An enterprising Norwegian radio reporter had even tracked her down this morning. Tess suspected Rainer was playing a joke on her, giving her name to this terribly earnest, humorless man who seemed to be under the impression that she was a rabid Poe fan. He had demanded to know her hourly rate and then tried to convert it into guilders or herrings or whatever the Norwegian currency was. He had even asked to see her gun.

“I understand all American women must carry guns,” he had said. “Have you been violated many times?”

“I guess you could call it that,” Tess had replied, excusing herself, saying she had much work to do. She wished.

Her cocoa done, she poured it into a Maryland is for crabs mug, a joke gift from someone who found Tess’s allergy to shellfish hilarious, and carried it out to her desk, where Esskay waited. The dog didn’t wag her tail so much as swish it, with a metronomelike precision. The barbershop clock on the wall might say Time for a Haircut, but Esskay knew it was always time for a snack at Keyes Private Investigations, Inc. The name belonged to an ex-cop to whom Tess was technically apprenticed. He signed the incorporation papers, she sent a small check every month, and they never spoke.

It was everything she had ever dreamed of in a mentor.

Tess tossed Esskay one of the homemade biscuits, while she made do with a pumpkin chocolate-chip muffin from the Daily Grind and settled in with the morning newspaper she had neglected to read.

Competing with the national press always made the Beacon-Light nervous; its coverage of the Poe murder was at once exhaustive and exhausting. The story jumped to two inside pages, with numerous sidebars, and the metro columnist had weighed in on What It All Meant. Nothing good, as it turned out, although Tess couldn’t quite follow how this isolated homicide could be used to argue against zero tolerance policing.

For all the column inches the Blight had spewed forth, information on the victim was still sketchy. Tess inferred this meant Rainer had not yet notified next of kin, because the dead man was identified only as a twenty-eight-year-old man who had worked in “the restaurant industry.” Aka, a waiter or a cook.

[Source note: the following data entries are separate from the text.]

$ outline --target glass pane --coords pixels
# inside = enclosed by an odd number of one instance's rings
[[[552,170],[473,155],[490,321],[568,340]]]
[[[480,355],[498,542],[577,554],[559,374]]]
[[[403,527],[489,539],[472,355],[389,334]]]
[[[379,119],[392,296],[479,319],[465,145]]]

The features department warmed up the oldest chestnut of all, the rundown of Poe death theories. There were now twenty-plus and counting. Tess had thought the rabies theory, advanced by a Baltimore cardiologist who had studied the medical records of a so-called Patient X, had been pretty firm, but apparently not. The theories that the cardiologist was said to have discredited-Poe’s death through alcohol or drug overdose-still held sway in the public imagination.

It’s as if we want him dying in the gutter, shivering from delirium tremens, Tess marveled. She hadn’t known Freud had theorized that early childhood trauma had killed Poe, or that impotence had been cited by yet another medical expert. How did impotence kill? She supposed a man might die of embarrassment, but only figuratively. She smiled smugly, a thirty-one-year-old in love with a twenty-five-year-old, unaware that she was once again flirting with hubris.

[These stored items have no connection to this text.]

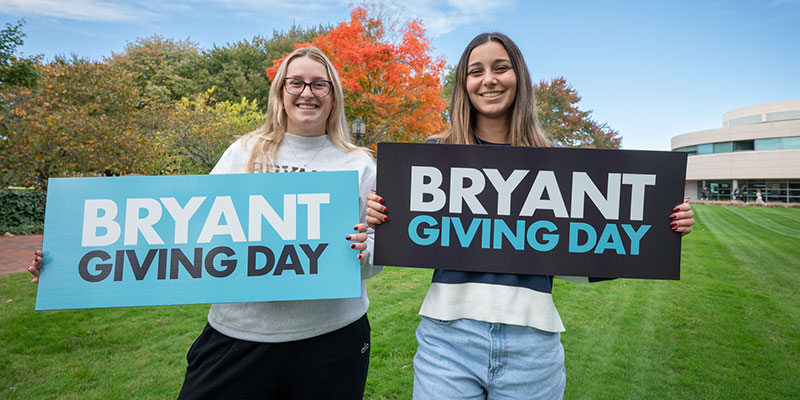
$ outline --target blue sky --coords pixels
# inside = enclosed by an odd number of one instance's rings
[[[25,18],[26,55],[101,60],[153,34],[210,48],[336,24],[352,2],[0,0],[0,23]],[[480,32],[509,35],[534,80],[564,76],[626,149],[668,150],[673,136],[721,127],[726,111],[800,99],[800,0],[390,3],[422,20],[449,64]]]

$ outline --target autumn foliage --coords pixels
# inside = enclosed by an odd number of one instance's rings
[[[107,64],[56,60],[38,66],[36,88],[4,93],[0,172],[22,185],[54,176],[147,172],[149,136],[140,124],[138,89]]]
[[[380,141],[417,141],[444,129],[440,97],[442,57],[432,57],[430,41],[419,20],[405,25],[399,43],[388,43],[386,29],[365,7],[350,13],[350,20],[317,36],[311,43],[330,58],[342,80],[345,113],[361,118],[367,132],[363,146]],[[267,70],[274,79],[285,56]]]
[[[35,88],[3,91],[4,184],[45,188],[51,177],[205,174],[263,114],[255,100],[217,101],[214,90],[159,101],[141,97],[115,65],[56,60]]]
[[[15,55],[22,25],[7,24],[0,32],[0,185],[207,173],[237,136],[263,122],[267,78],[274,80],[286,54],[303,46],[320,48],[338,71],[347,117],[366,121],[358,144],[374,148],[442,131],[452,70],[443,87],[445,60],[431,55],[422,23],[395,28],[391,16],[379,13],[357,7],[335,27],[293,27],[210,51],[154,35],[103,62],[73,57],[44,64]],[[535,89],[553,141],[620,147],[617,131],[578,109],[580,96],[564,78]]]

But her subconscious must have made the connection, for she was suddenly glum, pondering the case of the disappearing John P. Kennedy. She glanced at the phone books stacked at her feet, at the bookmarked “people finders” on her computer, at the CD-Roms that supposedly had everyone, even unlisted numbers. There were Kennedys, of course, many of them, in Maryland and Washington and northern Virginia and Delaware: John P. Kennedys, and J. P. Kennedys, and even one Pendleton Kennedy. But the ages were wrong, or the voices were wrong, or, in the case of Pendleton Kennedy, the gender was wrong. All were most convincing in their assertions that they had never met her. “Please remove me from your call list,” more than one person had snapped, mistaking her for a telephone solicitor.